All this helped, for example, when we read The Outsiders. S.E. Hinton’s novel shows a divided town, an economically struggling East Side and a wealthy West Side. When the gangs from these sectors battle, no one wins. My students and I discussed the themes of The Outsiders one afternoon in a muggy classroom where the swing out windows caught heat radiating up from the asphalt instead of a breeze and where the stench of middle-school bodies just come from gym hung in the still air.

“What about our town?” I asked. And the word “our” made a difference. I understood, the students knew, about Dog Hill and Choctaw, about the town kids and the lake kids, about the North End and the South End. I cared about the school tax failing, not only because I was a teacher, but also because this was my home.

The longer I taught in my hometown, the more I saw benefits not only for the students, but for me, as well. One evening at Walmart, for example, I had the battery of my watch changed in the jewelry department.

“I’ll pay at the checkout counter,” I told the jewelry clerk, “after I pick up some cardstock.”

But they didn’t have the color I wanted, so I left the store.

Half way to my car, I heard someone calling, “Ma’am? Ma’am?”

Not thinking they meant me, I kept my brisk pace across the chilly parking lot.

Then I heard feet running and a new voice.

“Mrs. Swartz!”

Kelly Taylor, from seventh period English class two years before and now wearing a Walmart badge, was out of breath.

“I told security I’d come get you” she said. “I told them that you don’t steal, that you’re just absent-minded sometimes.”

I walked with her back to checkout to pay for my watch battery, plenty glad to have run into a student at Walmart.

With Regrets

I wish I had a second chance with Alex Cole. He was one of my first middle schoolers almost thirty years ago, when I didn’t know much about teaching. Looking back I see my mistakes, the biggest being that I didn’t like Alex Cole.

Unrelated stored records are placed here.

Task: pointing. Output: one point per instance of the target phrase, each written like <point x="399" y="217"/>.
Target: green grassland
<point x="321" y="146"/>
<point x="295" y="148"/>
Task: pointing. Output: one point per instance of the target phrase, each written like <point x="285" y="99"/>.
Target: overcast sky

If he were my student now, I’d make myself learn to like him. I’d work at it until I could see that his hair tufted on his head like the straw in the windrow piles behind my grandpa’s combine. I’d keep looking at his face until I could find strength behind stubbornness when he set his jaw and spirit behind temper when his eyes blazed.

But I didn’t do this with Alex Cole. Instead, in an effort to help him be good, I collected evidence of his badness. I chastised his tone, filched the notes he passed, marked his tardiness, assigned detentions for defiance, and called his parents with complaints. When the school year ended, I was relieved I wouldn’t see Alex Cole again. And I didn’t, not for my whole teaching career.

A few days after I retired from teaching I took a walk and heard someone call, “Mrs. Swartz?”

A man pulled his greasy hands from a truck engine and said, “I’m Alex Cole.” As we chatted, he was friendlier than I deserved.

“Do you have kids?” I asked.

He pulled open his shirt to show me three kids, their portraits tattooed on his chest.

I planned to stop by Alex Cole’s yard on another walk, to maybe apologize for being a bad teacher. But I didn’t get a chance.

Two days later just as I drove by his house on an errand, two SWAT vans and three police cruisers pulled up in front. In my rear view mirror, I saw officers surround Alex’s house. The next day I read in the paper about drug dealing and the shoot-out. I sat there in sadness.

I wished I had liked Alex Cole when he was in seventh grade.